2001-03-07
Alejandra debajo de Alejandra (sobre Pizarnik)
ANDRÉS NEUMAN



Lumen ha editado la poesía completa de una autora legendaria, hasta hoy no demasiado conocida en España: Alejandra Pizarnik (Buenos Aires, 1936-1972). Con sólo veinte años, Pizarnik publicó un portentoso libro -por cierto no el primero- titulado ‘La última inocencia’. Inocencia que jamás llegó a perder: toda su obra es un continuo debatirse entre una mirada curiosa, casi infantil en su capacidad de asombro («la rebelión consiste en mirar una rosa/ hasta pulverizarse los ojos»), y una implacable, destructiva lucidez.

La temblorosa fragilidad de su personaje la condujo a una incesante reflexión sobre las identidades. Por eso, no es extraño que el motivo de la máscara sea recurrente: «qué es lo que vas a hacer/ voy a ocultarme en el lenguaje/ y por qué/ tengo miedo». Sólo que en Pizarnik -como en ‘El público’ de Lorca- una máscara es aquello que debajo oculta otra máscara. Si su palabra es una búsqueda de esencias subterráneas, el resultado de esa búsqueda trae la repetición del disfraz, una duplicación de espejo que se ahoga al otro lado del azogue: «alejandra alejandra/ debajo estoy yo/ alejandra».

Según César Aira, también fuera de los poemas se construyó un personaje, cuyo éxito fue más allá de lo que ella misma habría podido desear. En un artículo sobre Cortázar, Pizarnik habló de «el otro que acosa al pronombre personal». Al leerla, pareciera que su pregunta metafísica hubiese estado siempre formulándose en plural: ¿quiénes soy yo? Atrapada entre la identidad y las máscaras, entre un rumor de voces y la ausencia de respuestas, es natural su obsesión por los silencios. En un poema así titulado, escribió: «La muerte siempre al lado./ Escucho su decir./ Sólo me oigo». Pero, así como el yo muda de piel en el lenguaje, y ese lenguaje habla de la muerte en sus silencios, es necesaria una escapatoria, una voz que salve la vida: «Todo hace el amor con el silencio». Pizarnik procuró sentir su cuerpo dentro del poema, sentir los poemas como si fueran su cuerpo. De ahí su desgarro lingüístico y su dolor físico.

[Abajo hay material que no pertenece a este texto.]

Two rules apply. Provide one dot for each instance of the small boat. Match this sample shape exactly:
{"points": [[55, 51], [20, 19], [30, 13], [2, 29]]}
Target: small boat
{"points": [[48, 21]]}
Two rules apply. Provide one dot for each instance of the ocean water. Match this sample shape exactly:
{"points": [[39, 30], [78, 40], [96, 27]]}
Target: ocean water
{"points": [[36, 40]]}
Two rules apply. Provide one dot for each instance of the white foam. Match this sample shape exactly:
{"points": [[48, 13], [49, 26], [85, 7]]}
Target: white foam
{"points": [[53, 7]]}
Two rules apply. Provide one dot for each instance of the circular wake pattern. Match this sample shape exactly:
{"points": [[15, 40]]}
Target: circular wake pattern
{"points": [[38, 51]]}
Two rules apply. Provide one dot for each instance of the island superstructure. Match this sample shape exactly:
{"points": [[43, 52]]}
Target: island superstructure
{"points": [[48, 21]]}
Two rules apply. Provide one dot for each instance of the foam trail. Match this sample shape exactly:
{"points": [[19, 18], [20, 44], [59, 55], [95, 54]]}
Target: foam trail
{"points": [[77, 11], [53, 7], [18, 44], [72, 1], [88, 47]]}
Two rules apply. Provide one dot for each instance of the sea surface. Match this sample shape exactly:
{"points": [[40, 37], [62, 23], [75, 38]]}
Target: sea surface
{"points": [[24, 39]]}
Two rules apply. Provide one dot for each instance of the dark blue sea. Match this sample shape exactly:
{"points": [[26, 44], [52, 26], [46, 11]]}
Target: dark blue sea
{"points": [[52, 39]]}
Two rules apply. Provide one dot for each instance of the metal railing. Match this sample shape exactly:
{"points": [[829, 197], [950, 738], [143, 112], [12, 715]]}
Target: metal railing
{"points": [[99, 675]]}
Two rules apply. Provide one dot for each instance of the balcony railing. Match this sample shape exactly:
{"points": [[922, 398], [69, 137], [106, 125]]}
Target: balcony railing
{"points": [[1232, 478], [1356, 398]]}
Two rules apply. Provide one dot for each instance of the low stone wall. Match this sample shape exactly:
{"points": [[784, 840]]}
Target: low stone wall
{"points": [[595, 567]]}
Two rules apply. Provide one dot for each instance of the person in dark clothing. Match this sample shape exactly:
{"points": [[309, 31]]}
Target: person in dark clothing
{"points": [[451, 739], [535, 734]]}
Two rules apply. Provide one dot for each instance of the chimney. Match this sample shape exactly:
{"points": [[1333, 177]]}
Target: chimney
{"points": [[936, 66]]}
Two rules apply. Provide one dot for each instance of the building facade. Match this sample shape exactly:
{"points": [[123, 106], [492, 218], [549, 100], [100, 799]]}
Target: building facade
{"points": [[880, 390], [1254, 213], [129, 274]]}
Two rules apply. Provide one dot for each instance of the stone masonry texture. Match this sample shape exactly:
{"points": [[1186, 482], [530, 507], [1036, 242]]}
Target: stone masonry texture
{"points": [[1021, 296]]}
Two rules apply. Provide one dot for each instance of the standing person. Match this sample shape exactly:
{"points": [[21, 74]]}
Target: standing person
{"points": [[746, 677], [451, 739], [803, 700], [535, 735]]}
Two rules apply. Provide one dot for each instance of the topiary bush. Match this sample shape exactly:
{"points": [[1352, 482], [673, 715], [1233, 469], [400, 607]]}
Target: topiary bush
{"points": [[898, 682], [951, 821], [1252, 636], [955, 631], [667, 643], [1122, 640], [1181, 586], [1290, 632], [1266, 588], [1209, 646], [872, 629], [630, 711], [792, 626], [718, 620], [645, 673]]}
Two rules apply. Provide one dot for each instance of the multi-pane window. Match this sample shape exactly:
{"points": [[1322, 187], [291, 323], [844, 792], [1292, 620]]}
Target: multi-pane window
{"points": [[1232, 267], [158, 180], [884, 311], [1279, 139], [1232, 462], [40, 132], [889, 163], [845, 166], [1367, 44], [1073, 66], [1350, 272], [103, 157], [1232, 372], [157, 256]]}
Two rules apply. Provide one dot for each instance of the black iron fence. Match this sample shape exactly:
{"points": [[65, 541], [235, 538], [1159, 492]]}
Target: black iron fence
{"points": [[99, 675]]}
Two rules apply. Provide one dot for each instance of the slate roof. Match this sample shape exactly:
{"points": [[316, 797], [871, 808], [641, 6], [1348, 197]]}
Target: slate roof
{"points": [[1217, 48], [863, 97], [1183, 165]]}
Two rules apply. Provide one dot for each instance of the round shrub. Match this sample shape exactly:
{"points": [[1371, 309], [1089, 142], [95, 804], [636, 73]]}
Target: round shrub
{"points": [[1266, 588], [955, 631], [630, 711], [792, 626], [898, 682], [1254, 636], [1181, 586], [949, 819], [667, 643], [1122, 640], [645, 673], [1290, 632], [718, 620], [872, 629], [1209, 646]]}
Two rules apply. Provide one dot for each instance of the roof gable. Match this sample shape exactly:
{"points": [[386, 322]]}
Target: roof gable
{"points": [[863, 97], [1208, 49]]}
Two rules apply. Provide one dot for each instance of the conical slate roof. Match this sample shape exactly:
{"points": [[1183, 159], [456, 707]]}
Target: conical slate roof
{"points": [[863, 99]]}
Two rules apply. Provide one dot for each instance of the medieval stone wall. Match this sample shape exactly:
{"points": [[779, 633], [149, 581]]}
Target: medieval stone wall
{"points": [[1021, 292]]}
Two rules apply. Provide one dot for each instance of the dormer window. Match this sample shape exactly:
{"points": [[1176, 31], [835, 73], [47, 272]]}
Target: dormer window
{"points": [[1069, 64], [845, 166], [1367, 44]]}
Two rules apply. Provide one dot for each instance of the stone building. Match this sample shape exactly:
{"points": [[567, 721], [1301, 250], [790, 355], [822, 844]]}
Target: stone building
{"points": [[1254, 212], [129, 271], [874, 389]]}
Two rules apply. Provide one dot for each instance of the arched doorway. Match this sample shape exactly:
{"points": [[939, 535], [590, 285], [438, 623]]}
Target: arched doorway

Uno de los aspectos más singulares de su obra es su estirpe maldita, más aún teniendo en cuenta que dicha tradición solía ser coto masculino. Tanto si se la compara con hombres como con mujeres, la poeta Pizarnik fue grandiosa, una Lautréamont más bella y quizá más triste. Si Rimbaud se despidió con ‘Una temporada en el infierno’, el último libro que Pizarnik dio a la imprenta fue ‘El infierno musical’. Sin embargo, a diferencia de aquél y contraviniendo ciertas leyendas, su vida fue en apariencia feliz, con unos padres comprensivos, numerosos amores y amistades, y un inmediato y unánime reconocimiento público: el infierno -y en esto se equivocaba, o ironizaba, Sartre- está sobre todo en uno mismo. De igual modo, parece probable pensar que el gran silencio que escuchaba Pizarnik no era sólo el del lenguaje, sino el del insomnio, ese infierno recurrente tan similar a la locura en su excesiva vigilancia. Su suicidio, fruto de varios intentos y frecuentemente abordado con eufemismos, está presente en su obra como una premonición nocturna.

Los mejores poemas de Alejandra Pizarnik -ideales para lectores que viajan o viajeros que leen- son breves, intensos, elípticos. Dejan un interrogante en la mente y la carne de gallina («el tiempo tiene miedo/ el miedo tiene tiempo»). Al quitarse la vida, como si de una travesura macabra se tratase, la genial mujer-niña había dejado escrito en una pizarra: «no quiero ir/ nada más/ que hasta el fondo». Aunque no volvió de allí, hoy sigue con nosotros.